When computer companies can’t count

If I were to write a blog post every time I saw an inappropriate use of numbers in the general media, well, I’d have a lot more blog posts. Innumeracy is rampant, at least partly due to the prevalence of arts- and humanities-educated people in the business, and sadly few seem to think this is an issue worth shouting about.

I’m one of those few.

story on the BBC news website this morning caught my attention. Reporting on Cisco’s prediction of a boom in mobile internet devices, it included what I thought was a rather odd statistic: “by 2015, one million minutes of video will be watched online every second“.

Now, I take an interest in internet developments in general, and video in particular. At the time of writing, among other things, I’m head of video content at Centaur Media. Bandwidth is an issue facing anybody working in online video, and according to this report Cisco identifies it as a problem large enough to affect the whole net. But “one million minutes per second” seems a very odd way to define bandwidth.

Thinking this was perhaps the BBC reporter Maggie Shiels‘s spin on the issue, I checked Cisco’s original report.

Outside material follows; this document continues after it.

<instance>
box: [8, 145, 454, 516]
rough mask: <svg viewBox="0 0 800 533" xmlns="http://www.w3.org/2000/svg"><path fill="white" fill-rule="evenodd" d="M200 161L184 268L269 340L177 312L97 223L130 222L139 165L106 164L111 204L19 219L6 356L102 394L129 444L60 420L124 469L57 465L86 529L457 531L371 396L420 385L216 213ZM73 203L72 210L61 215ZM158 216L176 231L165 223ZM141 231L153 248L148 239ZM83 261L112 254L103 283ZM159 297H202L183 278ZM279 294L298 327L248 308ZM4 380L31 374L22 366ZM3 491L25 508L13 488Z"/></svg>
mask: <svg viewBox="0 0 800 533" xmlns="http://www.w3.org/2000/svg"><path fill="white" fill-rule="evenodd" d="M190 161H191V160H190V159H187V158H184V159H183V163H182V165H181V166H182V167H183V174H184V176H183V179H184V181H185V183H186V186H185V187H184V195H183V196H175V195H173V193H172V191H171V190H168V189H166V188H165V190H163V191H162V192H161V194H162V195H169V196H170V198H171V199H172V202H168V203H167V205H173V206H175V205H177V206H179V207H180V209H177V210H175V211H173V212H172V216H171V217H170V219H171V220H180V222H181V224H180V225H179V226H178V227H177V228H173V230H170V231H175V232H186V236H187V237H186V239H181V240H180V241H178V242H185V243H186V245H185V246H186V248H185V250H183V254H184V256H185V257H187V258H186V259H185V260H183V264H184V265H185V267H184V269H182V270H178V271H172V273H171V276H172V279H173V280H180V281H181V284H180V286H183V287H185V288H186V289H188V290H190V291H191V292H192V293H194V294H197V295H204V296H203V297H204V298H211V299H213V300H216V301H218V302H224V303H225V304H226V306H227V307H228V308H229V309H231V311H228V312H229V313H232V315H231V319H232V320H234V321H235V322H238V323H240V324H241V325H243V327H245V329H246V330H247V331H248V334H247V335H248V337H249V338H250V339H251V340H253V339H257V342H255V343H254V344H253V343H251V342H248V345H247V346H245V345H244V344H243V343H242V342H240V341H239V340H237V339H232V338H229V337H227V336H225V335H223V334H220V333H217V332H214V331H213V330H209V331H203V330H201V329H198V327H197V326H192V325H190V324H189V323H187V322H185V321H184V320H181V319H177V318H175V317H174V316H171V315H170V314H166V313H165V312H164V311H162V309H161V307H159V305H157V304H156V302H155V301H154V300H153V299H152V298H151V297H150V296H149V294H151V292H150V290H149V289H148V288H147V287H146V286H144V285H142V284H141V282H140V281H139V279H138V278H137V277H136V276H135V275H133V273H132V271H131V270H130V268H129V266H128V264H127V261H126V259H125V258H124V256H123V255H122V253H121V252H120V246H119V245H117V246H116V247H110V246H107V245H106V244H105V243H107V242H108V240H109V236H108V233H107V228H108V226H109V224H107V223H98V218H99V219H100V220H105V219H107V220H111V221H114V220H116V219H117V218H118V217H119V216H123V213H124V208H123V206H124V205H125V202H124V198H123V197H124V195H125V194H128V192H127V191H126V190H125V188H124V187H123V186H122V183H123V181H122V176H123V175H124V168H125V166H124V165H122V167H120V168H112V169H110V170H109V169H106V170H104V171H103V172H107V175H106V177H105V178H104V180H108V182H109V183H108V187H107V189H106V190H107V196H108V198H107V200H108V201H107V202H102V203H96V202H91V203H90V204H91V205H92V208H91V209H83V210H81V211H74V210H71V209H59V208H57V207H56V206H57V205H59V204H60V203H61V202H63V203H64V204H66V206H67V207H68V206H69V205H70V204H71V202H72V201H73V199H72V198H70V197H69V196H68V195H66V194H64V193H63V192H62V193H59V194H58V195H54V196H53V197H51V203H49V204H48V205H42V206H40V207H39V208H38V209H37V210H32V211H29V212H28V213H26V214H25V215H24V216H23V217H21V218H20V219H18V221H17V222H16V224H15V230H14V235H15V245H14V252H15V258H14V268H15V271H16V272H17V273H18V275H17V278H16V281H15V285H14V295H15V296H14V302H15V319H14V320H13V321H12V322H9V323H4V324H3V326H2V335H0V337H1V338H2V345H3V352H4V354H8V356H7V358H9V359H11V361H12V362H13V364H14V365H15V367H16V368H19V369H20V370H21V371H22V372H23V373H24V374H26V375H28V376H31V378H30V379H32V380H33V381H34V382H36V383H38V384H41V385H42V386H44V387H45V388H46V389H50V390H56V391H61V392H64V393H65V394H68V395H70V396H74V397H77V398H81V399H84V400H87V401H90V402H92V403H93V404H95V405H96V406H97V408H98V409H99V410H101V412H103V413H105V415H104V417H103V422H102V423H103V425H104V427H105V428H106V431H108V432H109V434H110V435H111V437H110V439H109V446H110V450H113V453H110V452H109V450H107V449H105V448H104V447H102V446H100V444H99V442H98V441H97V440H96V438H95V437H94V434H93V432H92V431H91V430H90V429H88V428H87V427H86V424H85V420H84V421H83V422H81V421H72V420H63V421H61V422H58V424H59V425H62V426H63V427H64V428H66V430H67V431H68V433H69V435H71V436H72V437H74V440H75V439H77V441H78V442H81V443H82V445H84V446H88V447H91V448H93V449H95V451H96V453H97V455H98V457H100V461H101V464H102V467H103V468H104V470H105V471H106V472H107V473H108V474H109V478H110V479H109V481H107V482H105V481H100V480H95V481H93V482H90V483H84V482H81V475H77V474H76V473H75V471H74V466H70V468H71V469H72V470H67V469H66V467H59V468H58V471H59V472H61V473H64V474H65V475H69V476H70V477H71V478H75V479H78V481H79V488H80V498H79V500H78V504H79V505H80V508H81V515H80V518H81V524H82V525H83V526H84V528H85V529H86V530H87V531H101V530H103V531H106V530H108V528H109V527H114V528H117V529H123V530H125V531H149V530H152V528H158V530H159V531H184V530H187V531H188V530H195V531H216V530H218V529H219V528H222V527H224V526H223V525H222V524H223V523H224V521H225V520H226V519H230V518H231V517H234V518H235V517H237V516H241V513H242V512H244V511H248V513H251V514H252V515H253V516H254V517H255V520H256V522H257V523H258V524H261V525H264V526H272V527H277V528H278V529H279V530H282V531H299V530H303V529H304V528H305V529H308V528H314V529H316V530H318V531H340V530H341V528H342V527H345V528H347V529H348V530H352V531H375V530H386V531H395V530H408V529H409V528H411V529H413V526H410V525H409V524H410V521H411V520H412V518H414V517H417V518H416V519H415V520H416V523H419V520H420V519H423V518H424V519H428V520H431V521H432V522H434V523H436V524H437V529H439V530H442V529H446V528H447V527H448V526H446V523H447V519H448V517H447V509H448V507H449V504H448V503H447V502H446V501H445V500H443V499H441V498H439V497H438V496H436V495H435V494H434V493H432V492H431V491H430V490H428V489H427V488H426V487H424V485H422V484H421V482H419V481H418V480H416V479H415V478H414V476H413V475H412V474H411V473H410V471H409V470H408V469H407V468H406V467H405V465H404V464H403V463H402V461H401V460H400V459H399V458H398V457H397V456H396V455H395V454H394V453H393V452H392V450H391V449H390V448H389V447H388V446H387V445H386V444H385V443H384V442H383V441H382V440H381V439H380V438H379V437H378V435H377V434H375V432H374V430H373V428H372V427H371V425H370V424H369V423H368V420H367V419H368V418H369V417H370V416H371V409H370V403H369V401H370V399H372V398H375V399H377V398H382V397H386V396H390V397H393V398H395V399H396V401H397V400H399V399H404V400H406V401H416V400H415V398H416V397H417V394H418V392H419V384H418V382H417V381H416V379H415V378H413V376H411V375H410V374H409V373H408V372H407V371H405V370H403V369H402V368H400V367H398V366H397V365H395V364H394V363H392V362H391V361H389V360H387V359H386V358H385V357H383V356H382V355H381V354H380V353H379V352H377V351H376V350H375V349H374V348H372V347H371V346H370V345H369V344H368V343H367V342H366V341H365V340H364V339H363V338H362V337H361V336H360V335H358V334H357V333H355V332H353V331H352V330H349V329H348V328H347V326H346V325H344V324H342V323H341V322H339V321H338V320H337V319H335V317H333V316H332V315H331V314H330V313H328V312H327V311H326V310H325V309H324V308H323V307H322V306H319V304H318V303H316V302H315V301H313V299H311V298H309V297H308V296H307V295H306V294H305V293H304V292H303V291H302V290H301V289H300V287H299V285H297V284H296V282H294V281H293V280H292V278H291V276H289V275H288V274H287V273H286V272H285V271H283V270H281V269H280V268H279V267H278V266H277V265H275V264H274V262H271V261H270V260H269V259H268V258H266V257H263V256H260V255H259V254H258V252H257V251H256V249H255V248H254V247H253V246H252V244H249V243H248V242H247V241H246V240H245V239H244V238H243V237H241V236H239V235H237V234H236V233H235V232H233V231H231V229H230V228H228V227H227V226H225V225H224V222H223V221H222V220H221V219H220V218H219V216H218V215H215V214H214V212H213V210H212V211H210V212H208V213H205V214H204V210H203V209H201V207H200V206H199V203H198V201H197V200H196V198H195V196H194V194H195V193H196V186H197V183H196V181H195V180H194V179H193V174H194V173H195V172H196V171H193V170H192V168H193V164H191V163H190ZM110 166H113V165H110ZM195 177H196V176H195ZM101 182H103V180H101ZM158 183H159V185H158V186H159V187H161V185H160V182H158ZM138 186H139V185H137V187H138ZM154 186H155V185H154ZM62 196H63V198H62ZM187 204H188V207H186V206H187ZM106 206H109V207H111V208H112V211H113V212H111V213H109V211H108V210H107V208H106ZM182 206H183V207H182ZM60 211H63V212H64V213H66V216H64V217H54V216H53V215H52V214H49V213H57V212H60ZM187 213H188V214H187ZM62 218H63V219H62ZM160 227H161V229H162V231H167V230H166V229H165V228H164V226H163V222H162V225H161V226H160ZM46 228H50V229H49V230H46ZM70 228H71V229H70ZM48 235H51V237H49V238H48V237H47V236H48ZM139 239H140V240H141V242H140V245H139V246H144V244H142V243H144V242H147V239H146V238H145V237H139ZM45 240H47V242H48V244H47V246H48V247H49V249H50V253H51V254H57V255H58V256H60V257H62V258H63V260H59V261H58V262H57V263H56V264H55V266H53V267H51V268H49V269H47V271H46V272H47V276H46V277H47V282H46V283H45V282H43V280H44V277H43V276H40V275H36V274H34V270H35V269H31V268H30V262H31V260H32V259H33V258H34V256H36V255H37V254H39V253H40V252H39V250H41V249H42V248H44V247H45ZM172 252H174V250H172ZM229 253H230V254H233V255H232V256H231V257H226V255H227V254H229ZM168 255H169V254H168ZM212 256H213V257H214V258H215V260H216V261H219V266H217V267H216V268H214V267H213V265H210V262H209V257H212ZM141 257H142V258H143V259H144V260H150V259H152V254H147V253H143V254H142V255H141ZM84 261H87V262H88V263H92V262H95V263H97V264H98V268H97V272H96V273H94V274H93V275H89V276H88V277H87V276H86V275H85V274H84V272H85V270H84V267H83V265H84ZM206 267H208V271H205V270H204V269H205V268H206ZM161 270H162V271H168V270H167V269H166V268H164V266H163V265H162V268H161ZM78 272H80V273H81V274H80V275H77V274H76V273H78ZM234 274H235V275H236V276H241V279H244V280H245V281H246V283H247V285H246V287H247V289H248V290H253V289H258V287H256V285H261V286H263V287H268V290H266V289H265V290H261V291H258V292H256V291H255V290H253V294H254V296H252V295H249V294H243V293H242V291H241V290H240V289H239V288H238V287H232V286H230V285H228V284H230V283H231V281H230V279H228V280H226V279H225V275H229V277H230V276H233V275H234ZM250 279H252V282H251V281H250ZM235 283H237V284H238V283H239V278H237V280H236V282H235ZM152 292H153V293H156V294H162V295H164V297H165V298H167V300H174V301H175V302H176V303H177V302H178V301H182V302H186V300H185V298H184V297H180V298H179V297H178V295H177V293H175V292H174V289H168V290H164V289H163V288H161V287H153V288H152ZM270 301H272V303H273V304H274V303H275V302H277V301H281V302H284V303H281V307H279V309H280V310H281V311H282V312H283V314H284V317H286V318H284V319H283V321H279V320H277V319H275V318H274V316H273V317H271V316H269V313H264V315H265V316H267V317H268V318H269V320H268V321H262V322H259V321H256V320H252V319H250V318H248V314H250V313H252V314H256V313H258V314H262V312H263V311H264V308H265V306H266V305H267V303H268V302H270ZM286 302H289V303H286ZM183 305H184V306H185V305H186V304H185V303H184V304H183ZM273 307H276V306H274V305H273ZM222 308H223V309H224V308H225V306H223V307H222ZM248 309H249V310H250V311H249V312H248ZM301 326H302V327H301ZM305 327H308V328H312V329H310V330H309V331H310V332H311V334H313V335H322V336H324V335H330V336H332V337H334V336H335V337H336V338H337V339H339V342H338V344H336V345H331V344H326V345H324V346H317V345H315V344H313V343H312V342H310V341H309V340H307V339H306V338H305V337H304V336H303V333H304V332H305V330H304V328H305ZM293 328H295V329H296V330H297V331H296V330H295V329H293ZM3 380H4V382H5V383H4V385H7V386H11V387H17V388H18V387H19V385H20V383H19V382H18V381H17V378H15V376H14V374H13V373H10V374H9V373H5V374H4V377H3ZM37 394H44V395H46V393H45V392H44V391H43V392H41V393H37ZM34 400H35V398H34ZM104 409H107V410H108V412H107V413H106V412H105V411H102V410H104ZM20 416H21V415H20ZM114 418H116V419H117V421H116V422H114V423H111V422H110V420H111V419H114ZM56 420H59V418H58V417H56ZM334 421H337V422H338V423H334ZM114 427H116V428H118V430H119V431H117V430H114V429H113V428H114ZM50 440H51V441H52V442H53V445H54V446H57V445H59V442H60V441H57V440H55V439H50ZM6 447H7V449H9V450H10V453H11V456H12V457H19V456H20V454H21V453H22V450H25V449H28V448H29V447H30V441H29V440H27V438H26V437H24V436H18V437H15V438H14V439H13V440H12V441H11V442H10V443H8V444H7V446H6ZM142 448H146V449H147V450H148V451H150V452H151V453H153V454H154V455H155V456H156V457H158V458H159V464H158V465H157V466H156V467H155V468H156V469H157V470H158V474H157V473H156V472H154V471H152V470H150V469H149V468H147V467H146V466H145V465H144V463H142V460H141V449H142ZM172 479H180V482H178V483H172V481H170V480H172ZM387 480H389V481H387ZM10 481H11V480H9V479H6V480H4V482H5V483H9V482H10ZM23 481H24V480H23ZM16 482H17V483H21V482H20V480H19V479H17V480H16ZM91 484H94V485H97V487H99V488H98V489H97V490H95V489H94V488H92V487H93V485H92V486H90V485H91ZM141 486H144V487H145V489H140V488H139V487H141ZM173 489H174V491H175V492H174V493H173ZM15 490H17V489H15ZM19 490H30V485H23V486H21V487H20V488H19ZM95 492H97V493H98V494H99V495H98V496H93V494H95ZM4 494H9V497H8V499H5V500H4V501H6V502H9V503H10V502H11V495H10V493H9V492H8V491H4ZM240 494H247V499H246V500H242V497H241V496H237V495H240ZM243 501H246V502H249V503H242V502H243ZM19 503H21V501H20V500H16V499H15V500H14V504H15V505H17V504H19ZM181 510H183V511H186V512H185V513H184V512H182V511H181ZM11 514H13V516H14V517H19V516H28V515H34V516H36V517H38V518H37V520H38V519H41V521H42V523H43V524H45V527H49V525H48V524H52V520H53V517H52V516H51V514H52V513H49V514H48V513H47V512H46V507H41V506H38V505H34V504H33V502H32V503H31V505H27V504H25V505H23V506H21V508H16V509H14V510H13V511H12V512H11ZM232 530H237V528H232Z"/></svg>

It wasn’t, and Shiels has at least partly improved an obtuse statistic. Cisco’s fifth annual ‘Visual Networking Index Forecast’ says: “By 2015, 1 million video minutes – the equivalent of 674 days – will traverse the Internet every second“.

Not only did Cisco inaugurate the minutes-per-second form, it helpfully rephrased this into days-per-second. It’s a wonder it didn’t go further, giving it as 1.9 years per second (one million minutes, by the way, equates to 694 – not 674 – days, but we’ll let that slide).

Considering that Cisco is a tech firm, this bizarre presentation of numerical data seems especially odd. Is there not a better way?

Of course there is. A million minutes is 60 million seconds. 60 million seconds per second. You don’t need to be a Fields Medal winner to work out that this is the same as 60 million minutes per minute, or years per year. It’s just 60 million.

Cisco could have simply said that, by 2015, it expects 60 million people to be simultaneously watching online video, all the time. That’s a much tidier way of expressing the problem.

Innumeracy in the media is one thing, but innumeracy in Silicon Valley? Yikes.